PKP Turin 2024 Sprint notes: Typesetting

By PKP Turin Sprint Working Group "Typesetting” & PKP Communications
Typesetting working group at the PKP Turin Sprint 2024

The Typesetting summary from the PKP Turin Sprint, hosted by the CRAFT-OA project in October 2024, is now available.

Sprints involve PKP community members joining diverse groups to work on PKP software and support. In October, the CRAFT-OA project and the University of Turin hosted eight working groups at the PKP Turin Sprint. This is a summary of one such group’s work.

Abstract

The session aimed to assess existing tools and workflows used in OJS to improve document handling, particularly for JATS XML and HTML generation. The focus was on balancing technical improvements with accessibility for authors across different regions and skill levels. The main objective was to co-create one or two workflows adaptable to OJS and identify compatible tools to support XML and HTML document types, improving accessibility and ease of use.

Building on the morning session, the discussion focused on workflow adjustments and the potential impact of integrating document editing tools directly in OJS. The group aimed to outline a workflow where tools like FidusWriter could improve the editorial process, automate HTML generation, and support JATS XML output

Working Group members

Background

Group 1: (Patricia, Erwan, Davin, Jan, Denis)
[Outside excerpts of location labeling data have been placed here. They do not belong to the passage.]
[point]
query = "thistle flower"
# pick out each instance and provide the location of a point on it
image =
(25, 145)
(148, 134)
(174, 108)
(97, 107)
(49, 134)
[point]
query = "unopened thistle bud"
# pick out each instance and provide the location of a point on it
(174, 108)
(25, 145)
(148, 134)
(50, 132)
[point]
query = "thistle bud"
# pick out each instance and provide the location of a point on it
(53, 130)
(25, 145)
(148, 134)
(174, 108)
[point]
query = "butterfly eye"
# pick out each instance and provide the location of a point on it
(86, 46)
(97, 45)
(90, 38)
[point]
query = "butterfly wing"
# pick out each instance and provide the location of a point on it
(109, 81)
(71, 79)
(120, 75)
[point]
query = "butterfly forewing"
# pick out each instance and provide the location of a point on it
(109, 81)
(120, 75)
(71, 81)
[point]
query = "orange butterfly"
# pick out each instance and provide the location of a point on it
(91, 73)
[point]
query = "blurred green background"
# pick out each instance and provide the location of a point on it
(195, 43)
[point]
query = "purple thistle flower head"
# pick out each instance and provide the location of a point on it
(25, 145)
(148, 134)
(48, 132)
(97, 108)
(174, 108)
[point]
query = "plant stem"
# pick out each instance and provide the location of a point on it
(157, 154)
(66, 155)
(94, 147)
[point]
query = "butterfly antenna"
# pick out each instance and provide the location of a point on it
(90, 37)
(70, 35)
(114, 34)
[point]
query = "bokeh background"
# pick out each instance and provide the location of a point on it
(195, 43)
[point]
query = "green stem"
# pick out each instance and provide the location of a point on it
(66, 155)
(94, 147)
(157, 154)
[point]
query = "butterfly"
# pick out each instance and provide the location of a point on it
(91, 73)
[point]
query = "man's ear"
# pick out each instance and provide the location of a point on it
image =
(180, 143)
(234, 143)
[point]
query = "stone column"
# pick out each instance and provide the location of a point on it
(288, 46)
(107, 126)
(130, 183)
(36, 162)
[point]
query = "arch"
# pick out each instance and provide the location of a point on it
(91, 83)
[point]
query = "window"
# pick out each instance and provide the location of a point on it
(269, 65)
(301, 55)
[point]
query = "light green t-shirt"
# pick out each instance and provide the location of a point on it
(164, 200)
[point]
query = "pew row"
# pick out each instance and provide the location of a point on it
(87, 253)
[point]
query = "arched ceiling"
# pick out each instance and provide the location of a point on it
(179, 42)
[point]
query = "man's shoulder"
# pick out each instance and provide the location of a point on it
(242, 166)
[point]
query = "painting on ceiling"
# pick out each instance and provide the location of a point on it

  • Metopes: This step operates independently of OJS, with a Word-like interface where styles and tags can be applied. Files are imported to an XML editor, generating TEI XML. However, this process is quite demanding for editors.
  • Editor Type and Previewing Outputs: Are we considering an HTML or XML editor for OJS? Templates within OJS could streamline this. It’s also important to think through how outputs are previewed—JATS XML editors may be too complex for editors, so finding an intuitive solution will be key.

JM Workflow Example:

  • Word files are exchanged during the review.
  • Copyediting takes place in Google Docs once accepted.
  • Files are converted to markdown with Pandoc, followed by manual cleanup, and then converted to JATS XML, with XSLT used to streamline the XML cleanup for PDF generation.
  • Final files (XML, HTML, PDF) are uploaded to OJS, but it’s challenging since OJS 3.4+ doesn’t support an XML viewer.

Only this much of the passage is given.